As experiências em periferias e fronteiras sugerem um estilo de vida simples e o cuidado das múltiplas dimensões da vida, ao mesmo tempo em que podem nos purificar da ânsia de atender a todos e a todas, estando em muitos lugares.
A reflexão da fé e o carisma precisam avaliar-se e dialogar continuamente com esses cenários e interlocutores, pois seus rostos nos obrigam a recordar as antigas e atuais injustiças... Como fazer para recolher no cesto da missão os fios de vida ‘para que nada se perca’ e todos possam se saciar à mesa ou debaixo dela?
Oh! Belo Monte, tão populoso, para ti é que sobem tantos povos! Oh! Amazônia, mãe de tantos sonhos de vida e sustentabilidade! Oh! periferia, que acolhe tantos migrantes deslocados! Foi ali que, outrora, na noite escura que não podia mais esperar, um ‘Deus perseguido e deslocado’ nasceu!

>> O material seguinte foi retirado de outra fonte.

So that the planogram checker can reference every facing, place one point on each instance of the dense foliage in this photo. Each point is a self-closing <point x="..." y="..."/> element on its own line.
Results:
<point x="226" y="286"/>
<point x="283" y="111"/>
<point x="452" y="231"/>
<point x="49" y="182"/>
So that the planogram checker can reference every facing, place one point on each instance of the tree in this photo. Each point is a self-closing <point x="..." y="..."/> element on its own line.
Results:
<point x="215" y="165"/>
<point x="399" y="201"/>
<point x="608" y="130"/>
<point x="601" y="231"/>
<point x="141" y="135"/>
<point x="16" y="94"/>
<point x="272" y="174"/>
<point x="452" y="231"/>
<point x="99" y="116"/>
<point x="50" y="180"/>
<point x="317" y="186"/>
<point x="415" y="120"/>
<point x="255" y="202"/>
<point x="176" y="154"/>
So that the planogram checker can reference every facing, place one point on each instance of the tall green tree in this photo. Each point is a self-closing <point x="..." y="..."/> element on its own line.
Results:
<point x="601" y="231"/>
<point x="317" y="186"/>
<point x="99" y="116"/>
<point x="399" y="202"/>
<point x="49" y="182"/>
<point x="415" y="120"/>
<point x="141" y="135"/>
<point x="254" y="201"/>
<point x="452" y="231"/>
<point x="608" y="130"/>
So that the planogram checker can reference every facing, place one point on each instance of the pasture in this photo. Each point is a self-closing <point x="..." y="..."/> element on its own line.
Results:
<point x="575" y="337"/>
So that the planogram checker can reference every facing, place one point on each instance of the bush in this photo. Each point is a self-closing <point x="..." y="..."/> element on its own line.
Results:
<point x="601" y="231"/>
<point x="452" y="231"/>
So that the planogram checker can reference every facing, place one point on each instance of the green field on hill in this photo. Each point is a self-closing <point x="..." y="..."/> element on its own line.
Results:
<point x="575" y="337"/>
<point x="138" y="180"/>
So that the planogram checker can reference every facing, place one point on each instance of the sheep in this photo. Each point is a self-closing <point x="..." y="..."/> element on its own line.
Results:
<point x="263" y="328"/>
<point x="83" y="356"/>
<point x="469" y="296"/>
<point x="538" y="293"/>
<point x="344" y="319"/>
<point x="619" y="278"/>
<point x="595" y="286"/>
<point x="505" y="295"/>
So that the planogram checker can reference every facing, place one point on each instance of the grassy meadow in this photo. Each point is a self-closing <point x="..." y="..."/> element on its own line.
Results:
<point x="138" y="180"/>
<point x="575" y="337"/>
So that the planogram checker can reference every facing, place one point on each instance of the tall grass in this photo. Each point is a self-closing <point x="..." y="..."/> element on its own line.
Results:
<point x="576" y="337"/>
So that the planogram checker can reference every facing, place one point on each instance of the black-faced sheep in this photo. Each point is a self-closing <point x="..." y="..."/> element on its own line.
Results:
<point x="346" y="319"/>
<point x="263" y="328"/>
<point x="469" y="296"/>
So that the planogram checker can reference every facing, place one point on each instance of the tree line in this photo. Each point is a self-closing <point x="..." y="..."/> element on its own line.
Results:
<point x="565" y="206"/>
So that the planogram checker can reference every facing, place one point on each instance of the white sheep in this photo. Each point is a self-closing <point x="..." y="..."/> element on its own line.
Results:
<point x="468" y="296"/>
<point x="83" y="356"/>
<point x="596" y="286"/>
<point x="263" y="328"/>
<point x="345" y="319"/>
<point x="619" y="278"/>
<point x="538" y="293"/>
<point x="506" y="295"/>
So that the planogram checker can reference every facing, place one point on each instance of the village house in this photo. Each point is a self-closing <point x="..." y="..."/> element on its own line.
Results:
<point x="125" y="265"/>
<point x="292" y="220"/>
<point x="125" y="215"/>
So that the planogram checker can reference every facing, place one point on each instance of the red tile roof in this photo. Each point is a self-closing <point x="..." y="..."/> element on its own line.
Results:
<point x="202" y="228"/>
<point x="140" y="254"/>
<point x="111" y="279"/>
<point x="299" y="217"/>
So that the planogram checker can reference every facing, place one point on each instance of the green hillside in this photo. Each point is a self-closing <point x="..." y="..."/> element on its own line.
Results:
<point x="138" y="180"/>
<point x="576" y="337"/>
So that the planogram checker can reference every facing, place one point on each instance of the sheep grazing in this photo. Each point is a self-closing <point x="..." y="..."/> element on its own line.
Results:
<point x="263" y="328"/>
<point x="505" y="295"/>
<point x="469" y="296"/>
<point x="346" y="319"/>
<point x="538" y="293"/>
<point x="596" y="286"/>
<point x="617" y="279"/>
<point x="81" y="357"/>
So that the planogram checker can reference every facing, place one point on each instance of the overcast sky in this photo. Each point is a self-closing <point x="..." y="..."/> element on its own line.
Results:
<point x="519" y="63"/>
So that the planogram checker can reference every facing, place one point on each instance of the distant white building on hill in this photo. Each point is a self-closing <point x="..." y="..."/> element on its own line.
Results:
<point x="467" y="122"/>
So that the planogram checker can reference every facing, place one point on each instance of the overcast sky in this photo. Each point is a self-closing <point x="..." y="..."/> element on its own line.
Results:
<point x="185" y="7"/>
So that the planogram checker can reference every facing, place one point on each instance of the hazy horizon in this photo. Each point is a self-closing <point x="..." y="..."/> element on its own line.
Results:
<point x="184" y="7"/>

Para nós, a Amazônia, as periferias e fronteiras são espelhos onde vemos refletido, agora, em outro tempo - mas com a mesma convicção - o amor primeiro de nossa vida! Hoje, periferias e fronteiras podem nos levar à beira do poço, em tantos lugares, para um colóquio amoroso de fidelidade e de renovada entrega da vida ao Reino.
Acreditamos que durante a narrativa feita por nossas Irmãs com tanta cordialidade, o Espírito tenha suscitado este deslocamento dentro de nós, o movimento de um chamado-resposta, de uma Aliança que não enfraquece, mas que persiste, insiste e nos atrai pelos anos afora!
Por isso, seja qual for o momento e a situação de nossa vida, todas temos dentro de nós um pouco do Belo Monte, um pouco dos sonhos da Amazônia e dos anseios dos povos que peregrinam nas ruas sem número e navegam por tantos rios acima... Vamos misturar nossos desafios e nossas possibilidades?
“Se minha casa pegasse fogo, eu salvaria essa chama!”, declara o sábio!